Many years ago, I was occupying a desk on the corner of a college’s IT facility. For some reason, any phone call for the department would be routed to my desk, and I spent a good proportion of the day fending off calls from would-be suppliers of wonderful gadgetry and utilities for making our lives simpler, if more costly. It was fairly easy to deal with such callers, all you needed to do was to give them a kind of ball park idea of the size of our equipment budget, and they would not bother us again.

One day, however, I was assailed by a new breed of salesperson. This was the kind for whom an apparent lack of funds was not a problem. He called and asked if he could speak to whomever was in charge of the IT facility. At the time, by default, that person was me. I asked what I could do for him.

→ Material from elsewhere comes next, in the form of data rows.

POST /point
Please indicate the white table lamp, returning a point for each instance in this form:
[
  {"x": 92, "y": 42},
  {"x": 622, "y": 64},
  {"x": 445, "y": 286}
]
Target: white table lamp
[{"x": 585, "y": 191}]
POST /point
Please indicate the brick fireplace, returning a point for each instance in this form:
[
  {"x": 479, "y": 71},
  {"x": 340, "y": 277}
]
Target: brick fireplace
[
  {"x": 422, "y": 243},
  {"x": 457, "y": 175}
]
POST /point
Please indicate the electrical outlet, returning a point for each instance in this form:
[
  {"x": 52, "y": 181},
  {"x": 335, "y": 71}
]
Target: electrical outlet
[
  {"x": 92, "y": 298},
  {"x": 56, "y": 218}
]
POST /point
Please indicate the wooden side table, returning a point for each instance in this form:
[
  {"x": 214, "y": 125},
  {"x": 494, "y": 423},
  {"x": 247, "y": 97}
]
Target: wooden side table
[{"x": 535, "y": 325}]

He started talking about security products, asked if we had Windows, and proceeded to talk at length about theft. My previous conversation had been on the subject of those old-fashioned kind of windows, the type that Dr. Johnson, in his early dictionary, described as “An orifice in an edifice for the intromission of illumination or ventilation” and I’m afraid that I was still in that sphere of thought.

So, when he mentioned his product, “Latches for Windows,” I cut him short by saying that we had no need for any such products, all our windows were perfectly secure, thank you very much.

Some time later, the professor to whom, in theory, we reported, arrived at my desk side to inform me that I would be getting a call from a software rep who had a product that could help us to secure our systems. – Remember, this was in the days of Windows 3.11, which was as secure as a wet paper bag.

The prof was very keen on having this system and had arranged for the rep to call me. Sadly, he failed to mention it to me, so when the call came it was dealt with by my usual technique, a method called “Dumb Ignorance,” a method so effective that I have patented it.